3)Transfer the cell suspension into a T25 culture flask and incubate at 37 °C with 5% CO₂.
4)After approximately 24–36 hours, replace the medium or passage the cells to remove non-adherent dead cells.

Subculturing procedure
1)When the cell density reaches the appropriate confluency for passaging, wash the cells with PBS, then add 1 mL trypsin to detach the cells. When more than 80% of the cells detach upon gently tapping the culture flask, add complete culture medium to terminate digestion. Gently pipette to obtain a single-cell suspension, transfer to a 15 mL centrifuge tube, and centrifuge at 1000 rpm for 5 minutes.

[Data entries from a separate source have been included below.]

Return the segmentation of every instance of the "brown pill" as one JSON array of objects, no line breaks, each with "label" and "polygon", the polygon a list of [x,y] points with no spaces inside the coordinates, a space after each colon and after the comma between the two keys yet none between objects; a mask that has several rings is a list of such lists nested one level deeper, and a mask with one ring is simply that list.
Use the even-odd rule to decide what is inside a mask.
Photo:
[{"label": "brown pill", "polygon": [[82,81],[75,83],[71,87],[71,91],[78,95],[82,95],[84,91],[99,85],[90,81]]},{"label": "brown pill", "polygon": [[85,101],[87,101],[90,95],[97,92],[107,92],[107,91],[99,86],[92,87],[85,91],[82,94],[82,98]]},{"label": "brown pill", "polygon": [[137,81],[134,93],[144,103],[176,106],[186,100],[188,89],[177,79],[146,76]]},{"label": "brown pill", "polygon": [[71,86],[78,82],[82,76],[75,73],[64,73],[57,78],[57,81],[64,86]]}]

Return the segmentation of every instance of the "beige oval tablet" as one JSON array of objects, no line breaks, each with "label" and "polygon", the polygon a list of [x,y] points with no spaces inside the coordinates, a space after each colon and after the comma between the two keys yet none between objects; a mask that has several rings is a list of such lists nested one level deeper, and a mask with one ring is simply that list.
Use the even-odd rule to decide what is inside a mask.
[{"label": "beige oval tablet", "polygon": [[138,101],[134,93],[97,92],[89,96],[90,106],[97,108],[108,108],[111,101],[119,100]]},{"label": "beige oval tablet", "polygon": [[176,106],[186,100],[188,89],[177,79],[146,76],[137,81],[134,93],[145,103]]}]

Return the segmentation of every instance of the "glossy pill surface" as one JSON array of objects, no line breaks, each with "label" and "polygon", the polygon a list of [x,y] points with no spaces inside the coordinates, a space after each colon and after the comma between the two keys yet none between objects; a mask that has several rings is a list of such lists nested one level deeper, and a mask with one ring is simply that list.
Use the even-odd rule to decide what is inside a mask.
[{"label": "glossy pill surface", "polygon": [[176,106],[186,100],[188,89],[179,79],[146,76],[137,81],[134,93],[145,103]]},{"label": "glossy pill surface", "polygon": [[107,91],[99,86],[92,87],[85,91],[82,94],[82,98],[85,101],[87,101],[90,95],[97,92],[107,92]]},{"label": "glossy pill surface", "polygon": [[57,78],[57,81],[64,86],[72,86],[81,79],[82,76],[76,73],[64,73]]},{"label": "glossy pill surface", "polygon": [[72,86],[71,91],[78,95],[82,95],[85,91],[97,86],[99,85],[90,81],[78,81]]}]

2)Discard supernatant after centrifugation. Resuspend cells in fresh medium to a single-cell suspension and transfer to a new culture flask for continued growth.

Cell Freezing
After trypsinization and centrifugation of cells from each T75 flask or 10 cm culture dish, discard the supernatant. Add 2 mL of cryopreservation medium (90% FBS + 10% DMSO), gently resuspend thoroughly, and aliquot into two cryovials. Immediately place the cryovials into a controlled-rate freezing container (e.g., Nalgene 5100-0001), fill with isopropanol to the indicated level, and store at −80 °C. After 24 hours, transfer the cryovials to liquid nitrogen for long-term storage.